An example rubric for evaluating university home pages.
OK, I admit, I work in an environment where I'm surrounded by instructional designers. I live with a teacher. And I have a Master's degree in Instructional Technology.
And I hate the word "rubric". But teachers and instructional designers love rubrics. They have rubrics for everything. They even have rubrics for evaluating breakfast:
Category | 4 | 3 | 2 | 1 |
---|---|---|---|---|
Eggs | Soft and moist without being runny. | Not over or under cooked. May be lacking slightly in flavor. | Somewhat dry or runny. | Completely dried out or barely cooked. No flavor at all. |
Bacon | Nice and crispy, but not burnt. Incredible flavor. | Good flavor, not overcooked, but perhaps slightly soft. | Somewhat dry and overcooked or too soft and chewy. | Burnt or nearly raw. Poor flavor. |
Toast | A nice goldern brown, with a generous layer of melted butter. | Slightly over- or under-cooked. | Toast too dark or too light. Too little butter. | Burnt to a crisp. |
Truth to be told, rubrics are very useful, and I'm working on a rubric that I use to informally evaluate university home pages. It uses the following criteria (in no particular order).
Category | 3 | 2 | 1 |
---|---|---|---|
Standards | Complies with web standards (CSS layout, XHTML, etc.) | Mostly complies with standards (may have some validation errors) | Does not comply with standards (table-based layouts, etc.) |
Accessiblity | Page is designed for accessibility and includes accessibility shortcuts like accesskey and skip to content links | Page meets basic accessibility standards but does not display awareness of real accessibility | Page does not meet basic accessibility requirements |
Design | Design is professional and clean and current-looking (Fresno State) | Design is professional, but looks dated or static (San Francisco State) | Page does not look professionally designed (Duke University) |
Organization | Page is organized into clear areas, excellent use of white space, callouts, sidebars, etc. to delineate different areas of the page (Virginia Tech) | Page is somewhat well organized.

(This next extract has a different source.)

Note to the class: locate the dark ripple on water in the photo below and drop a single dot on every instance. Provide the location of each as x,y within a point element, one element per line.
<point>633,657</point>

May be somewhat clutteredor empty-looking. | Page is poorly organized, and probably extremely cluttered. May have multiple poorly delineated navigation areas. Page is muddled and 'organized' without clear rhyme or reason. |
Identity & Branding | Page communicates a clear and consistent identity and branding of the institution that carries through to other pages. | Identity and branding are present, but may not be consistent through the site or even top level pages. | Branding and identity are not clear or not present on the site. There is little to distinguish the institution from others. |
Message and Purpose | Page communicates a clear focus of message and purpose. Content and links relate clearly and directly to that focus. Extraneaous content that does not fit within the purpose of the page (often motivated by politics) is not present. | Page communicates some focus of purpose and message but may contain extraneous or politically motivated content. | Page is a hodge-podge of content with no clear purpose or message. User comes away not knowing what the site is trying to say or who it is directed to. |
Please feel free to write be with your ideas or comments. I think there are probably a few things that could be added to this rubric, or at least some refinements. I'd like your input.
3 comments:
Have you developed your rubric further or applied it to a large sample of pages yet?
Not to repeat an earlier post but I conduct research on higher education marketing and am interesting in testing your rubric.
Have you developed it further since this original post?
I'm curious to see if you have adjusted some of the categories to make them more mutually exclusive.